403. Option of Court to hear parties --Save as otherwise expressly provided by this Code, no party has any right to be heard either personally or by the pleader before any Court exercising its powers of revision : but the Court may, if it thinks fit, when exercising such powers, hear any party either personally or by pleader.

It is optional for the Court to hear the parties personally or by Advocates. Indeed, the Court may allow, if it thinks fit while exercising such power to hear any party either personally or by lawyer. The right of hearing has been expressly taken away and an option has been given to the Court to hear any party either personally or by Advocates. However, we do not express any opinion as to when and where a party should get the right of hearing : But in a Criminal Appeal the appellant has a statutory right of hearing which has been expressly taken away in respect of the parties to a Criminal Revision.

6. In the instant case, there is no dispute that the Criminal Revision has been disposed by a final order. Their Lordships of the Supreme Court had occasion to discuss such a matter in State of Orissa v. Ram Chander : 1979CriLJ33 , where it has been held that once a judgment has been pronounced by a High Court either in exercise of its appellate or its revisional jurisdiction, no review or revision can be entertained against that judgment as there is no provision in the Code which would enable the High Court to review the same. Their Lordships further held that the provisions of Section 561-A cannot be invoked for exercise of a power which is specifically prohibited by the Code. In an earlier decision of the Supreme Court, which is an unreported judgment, (Aswini Kumar Haldar v. State of Assam Criminal Appeal No. 53 of 1960, decided on 31-10-1962, their Lordships held that judgment and order once rendered in a criminal case and signed by the Court cannot be reviewed or otherwise altered or amended except to correct a clerical error.

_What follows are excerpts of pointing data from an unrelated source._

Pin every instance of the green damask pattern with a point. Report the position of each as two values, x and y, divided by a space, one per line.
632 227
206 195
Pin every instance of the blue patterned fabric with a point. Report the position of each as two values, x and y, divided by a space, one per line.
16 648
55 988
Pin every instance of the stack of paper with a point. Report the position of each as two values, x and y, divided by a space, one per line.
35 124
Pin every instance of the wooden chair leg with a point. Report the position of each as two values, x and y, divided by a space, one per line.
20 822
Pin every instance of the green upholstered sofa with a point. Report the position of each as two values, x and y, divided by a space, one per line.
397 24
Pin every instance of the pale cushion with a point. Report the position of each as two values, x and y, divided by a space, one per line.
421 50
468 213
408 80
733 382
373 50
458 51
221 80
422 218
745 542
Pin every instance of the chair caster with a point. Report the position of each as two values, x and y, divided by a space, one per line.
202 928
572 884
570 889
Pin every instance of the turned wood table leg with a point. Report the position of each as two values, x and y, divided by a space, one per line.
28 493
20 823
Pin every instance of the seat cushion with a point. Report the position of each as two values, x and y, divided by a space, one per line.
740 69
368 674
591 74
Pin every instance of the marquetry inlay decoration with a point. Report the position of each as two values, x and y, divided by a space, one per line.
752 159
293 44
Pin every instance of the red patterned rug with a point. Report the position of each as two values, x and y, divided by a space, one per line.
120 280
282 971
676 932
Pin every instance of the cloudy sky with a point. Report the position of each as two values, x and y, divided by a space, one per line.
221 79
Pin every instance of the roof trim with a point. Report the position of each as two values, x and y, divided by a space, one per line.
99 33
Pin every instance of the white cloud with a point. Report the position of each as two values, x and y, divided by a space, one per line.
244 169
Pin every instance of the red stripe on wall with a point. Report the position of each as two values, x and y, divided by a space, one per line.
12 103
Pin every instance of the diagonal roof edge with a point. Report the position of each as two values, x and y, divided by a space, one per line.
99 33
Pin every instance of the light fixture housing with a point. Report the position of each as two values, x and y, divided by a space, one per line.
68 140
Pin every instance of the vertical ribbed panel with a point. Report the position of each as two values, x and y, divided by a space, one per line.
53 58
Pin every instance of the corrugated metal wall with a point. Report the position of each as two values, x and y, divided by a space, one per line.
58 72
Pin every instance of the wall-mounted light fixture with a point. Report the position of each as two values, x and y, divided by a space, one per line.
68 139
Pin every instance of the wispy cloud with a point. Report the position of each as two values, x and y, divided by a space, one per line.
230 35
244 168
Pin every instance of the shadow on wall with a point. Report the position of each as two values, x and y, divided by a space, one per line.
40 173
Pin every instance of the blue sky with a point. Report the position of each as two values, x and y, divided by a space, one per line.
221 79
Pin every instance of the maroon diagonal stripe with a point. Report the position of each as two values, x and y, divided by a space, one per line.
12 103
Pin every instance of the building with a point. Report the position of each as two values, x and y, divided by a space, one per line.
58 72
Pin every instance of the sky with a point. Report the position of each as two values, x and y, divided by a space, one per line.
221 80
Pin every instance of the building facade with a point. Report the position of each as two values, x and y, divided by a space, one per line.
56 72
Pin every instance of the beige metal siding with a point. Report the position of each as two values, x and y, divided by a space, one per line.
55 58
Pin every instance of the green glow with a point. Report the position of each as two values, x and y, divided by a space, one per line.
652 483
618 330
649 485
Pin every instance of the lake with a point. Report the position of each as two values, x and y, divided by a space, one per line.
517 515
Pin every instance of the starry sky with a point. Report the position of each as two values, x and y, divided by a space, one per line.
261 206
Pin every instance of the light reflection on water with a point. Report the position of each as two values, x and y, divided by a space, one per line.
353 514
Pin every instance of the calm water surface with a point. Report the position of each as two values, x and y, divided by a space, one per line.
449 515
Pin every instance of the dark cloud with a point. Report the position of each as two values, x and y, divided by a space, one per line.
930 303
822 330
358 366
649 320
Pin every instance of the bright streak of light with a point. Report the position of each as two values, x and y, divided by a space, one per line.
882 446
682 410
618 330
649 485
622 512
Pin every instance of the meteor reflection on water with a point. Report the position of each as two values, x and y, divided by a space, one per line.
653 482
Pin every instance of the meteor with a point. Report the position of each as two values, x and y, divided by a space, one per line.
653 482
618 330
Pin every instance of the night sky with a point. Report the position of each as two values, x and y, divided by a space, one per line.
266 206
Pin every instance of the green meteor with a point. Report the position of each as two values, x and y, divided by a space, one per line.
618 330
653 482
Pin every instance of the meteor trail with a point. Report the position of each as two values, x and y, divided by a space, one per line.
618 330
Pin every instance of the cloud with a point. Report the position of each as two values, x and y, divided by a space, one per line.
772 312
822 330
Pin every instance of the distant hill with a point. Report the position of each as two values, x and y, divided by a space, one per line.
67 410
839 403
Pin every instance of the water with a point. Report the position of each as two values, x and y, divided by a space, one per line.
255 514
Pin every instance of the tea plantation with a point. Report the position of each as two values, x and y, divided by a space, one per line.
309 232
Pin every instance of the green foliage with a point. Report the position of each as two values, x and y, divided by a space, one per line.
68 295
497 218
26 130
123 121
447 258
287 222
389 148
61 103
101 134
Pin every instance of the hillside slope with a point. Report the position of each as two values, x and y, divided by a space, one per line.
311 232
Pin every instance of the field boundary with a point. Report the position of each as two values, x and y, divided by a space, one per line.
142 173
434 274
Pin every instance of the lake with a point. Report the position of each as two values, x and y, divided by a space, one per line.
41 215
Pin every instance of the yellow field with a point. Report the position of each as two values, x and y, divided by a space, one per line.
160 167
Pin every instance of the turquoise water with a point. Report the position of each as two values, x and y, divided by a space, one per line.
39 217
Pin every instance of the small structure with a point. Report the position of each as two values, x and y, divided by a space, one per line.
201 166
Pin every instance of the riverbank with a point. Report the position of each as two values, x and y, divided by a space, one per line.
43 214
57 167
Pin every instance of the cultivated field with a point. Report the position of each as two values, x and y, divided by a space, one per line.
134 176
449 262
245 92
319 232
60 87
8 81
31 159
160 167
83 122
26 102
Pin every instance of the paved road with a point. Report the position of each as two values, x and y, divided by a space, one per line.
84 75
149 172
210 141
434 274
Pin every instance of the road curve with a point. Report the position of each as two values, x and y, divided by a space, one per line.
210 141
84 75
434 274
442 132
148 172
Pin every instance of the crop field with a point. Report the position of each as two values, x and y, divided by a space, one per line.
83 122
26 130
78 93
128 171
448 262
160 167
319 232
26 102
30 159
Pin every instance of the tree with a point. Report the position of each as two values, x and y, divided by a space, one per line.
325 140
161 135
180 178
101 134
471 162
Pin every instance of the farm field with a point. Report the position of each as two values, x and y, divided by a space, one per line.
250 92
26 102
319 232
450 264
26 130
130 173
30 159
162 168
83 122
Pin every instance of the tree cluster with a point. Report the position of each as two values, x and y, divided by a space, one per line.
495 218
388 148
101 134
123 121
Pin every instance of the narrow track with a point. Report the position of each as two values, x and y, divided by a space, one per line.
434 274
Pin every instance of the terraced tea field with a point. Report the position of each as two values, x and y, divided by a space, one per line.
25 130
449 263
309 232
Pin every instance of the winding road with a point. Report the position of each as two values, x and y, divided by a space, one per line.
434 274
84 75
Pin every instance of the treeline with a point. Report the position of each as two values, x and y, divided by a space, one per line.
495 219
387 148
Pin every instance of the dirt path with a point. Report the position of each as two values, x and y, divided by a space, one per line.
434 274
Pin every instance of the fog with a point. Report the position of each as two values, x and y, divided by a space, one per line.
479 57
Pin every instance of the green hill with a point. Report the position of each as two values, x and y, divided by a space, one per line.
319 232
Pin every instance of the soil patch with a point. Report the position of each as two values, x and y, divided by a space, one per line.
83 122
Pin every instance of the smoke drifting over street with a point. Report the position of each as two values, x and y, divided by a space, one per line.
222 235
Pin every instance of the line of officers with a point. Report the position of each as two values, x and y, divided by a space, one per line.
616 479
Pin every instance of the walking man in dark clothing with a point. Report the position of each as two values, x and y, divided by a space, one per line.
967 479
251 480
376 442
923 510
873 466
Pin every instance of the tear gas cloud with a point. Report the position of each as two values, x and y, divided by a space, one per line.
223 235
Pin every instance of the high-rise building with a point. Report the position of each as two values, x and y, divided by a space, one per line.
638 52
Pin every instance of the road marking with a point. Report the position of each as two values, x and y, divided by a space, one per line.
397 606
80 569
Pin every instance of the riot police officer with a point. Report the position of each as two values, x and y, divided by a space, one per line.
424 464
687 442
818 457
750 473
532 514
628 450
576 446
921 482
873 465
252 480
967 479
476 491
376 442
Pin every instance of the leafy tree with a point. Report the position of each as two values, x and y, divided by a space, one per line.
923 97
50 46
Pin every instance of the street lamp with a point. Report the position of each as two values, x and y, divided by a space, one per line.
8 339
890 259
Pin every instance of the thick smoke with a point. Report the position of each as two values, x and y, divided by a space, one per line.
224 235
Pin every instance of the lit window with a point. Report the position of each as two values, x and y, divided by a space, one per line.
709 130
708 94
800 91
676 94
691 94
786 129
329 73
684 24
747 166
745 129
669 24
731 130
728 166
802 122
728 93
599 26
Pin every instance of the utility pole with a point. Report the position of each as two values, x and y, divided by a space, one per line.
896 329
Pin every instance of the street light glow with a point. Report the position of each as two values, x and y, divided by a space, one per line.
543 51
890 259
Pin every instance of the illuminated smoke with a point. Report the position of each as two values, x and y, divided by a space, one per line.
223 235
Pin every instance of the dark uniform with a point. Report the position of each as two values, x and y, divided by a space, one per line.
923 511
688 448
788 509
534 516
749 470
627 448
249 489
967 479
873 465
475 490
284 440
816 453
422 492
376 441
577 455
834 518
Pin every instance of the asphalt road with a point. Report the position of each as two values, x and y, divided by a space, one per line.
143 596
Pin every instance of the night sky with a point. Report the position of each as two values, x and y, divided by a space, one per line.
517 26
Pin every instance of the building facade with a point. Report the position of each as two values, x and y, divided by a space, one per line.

7. We cull from the decisions just alluded that the law prohibits review of a judgment, or a final order of the High Court once it is signed except correcting a clerical or arithhmatical error. As such, we find that the provisions of the Cr. P.C. expressly prohibit the High Court to alter, review or revise a judgment or order once it is delivered and signed. Their Lordships have laid down that we cannot take to such recourse. The imperative declaration in Article 141 of the Constitution of India is that the law declared by the Supreme Court 'shall be binding on all courts within the territory of India'. When there was a device, their Lordships painfully observed, in Fuzlunbi v. Khadir Ali : 1980CriLJ1249 :

We need hardly say that these devices are not permissible by the High Court when the decision of the Supreme Court are cited before them not merely because of the jurisprudence of precedent but because of the imperatives of Article 141.

(Emphasis added)

Their Lordships further observed :.. no Judge in India, except a larger Bench of the Supreme Court without departure from judicial discipline can whittle down, wish away or be unbound by the ratio thereof.

8. We cannot review, revise or alter a judgment or a final order once it is delivered and signed, is the law laid down by the Supreme Court. Should we entertain the petition by a back-door or by an ingeneous method to whittle down the law laid down by the Supreme Court? We are bound by the law laid down by the Supreme Court. We are of the firm opinion that we cannot entertain this application in exercise of our powers under Article 226/227 of the Constitution, as it could amount to breach of Article 141 of the Constitution.

9. The above being the position in law, we hold that we have no jurisdiction to entertain this application under Article 226/227 of the Constitution and, accordingly, it is dismissed in limine.